Loads of Learned Lumber

Sunday, August 17, 2025

Nettie Jones, _Fish Tales_

THIS 1983 NOVEL was recently re-published, which is how I heard of it. It's a crazy ride. 

The narrator is a woman named Lewis, and as that detail suggests, fluidity prevails. The novel is set in Detroit and New York City, but we seem to be not so much moving between the two settings as to be now in one and now the other, without any explicit indication that Lewis has relocated. Similarly, although the novel seems set in the mid-to-late 1970s and occasionally the early 1980s, the narrative does not seem to be in strict chronological order, as mercurial in time as it is in space.. Sometimes we learn this our that character's eye color or skin tone, but their ethnicities generally go unspecified, and we rarely get anyone's last name. The characters' genders and sexualities likewise wander where they will, and the erotic is never far away.

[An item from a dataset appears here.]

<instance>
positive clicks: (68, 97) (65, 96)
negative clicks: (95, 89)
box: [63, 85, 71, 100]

In other words, for a forty-year-old novel, it feels very congruent with contemporary sensibilities. To me, it seemed comparable to Michelle Tea or Dodie Bellamy, but wilder, more operatic, with a sort of 1970s anarchic streak reminiscent of writers like Robert Coover, John Barth or Donald Barthelme. 

Part Two ("Connect"), about Lewis's relationship with a brilliant and well-connected quadriplegic named Brook, feels somewhat more linear than Part One ("Disconnect'), but it's still wild, an emotional roller coaster if you can imagine a roller coaster that operates in five or six dimensions rather than the usual three.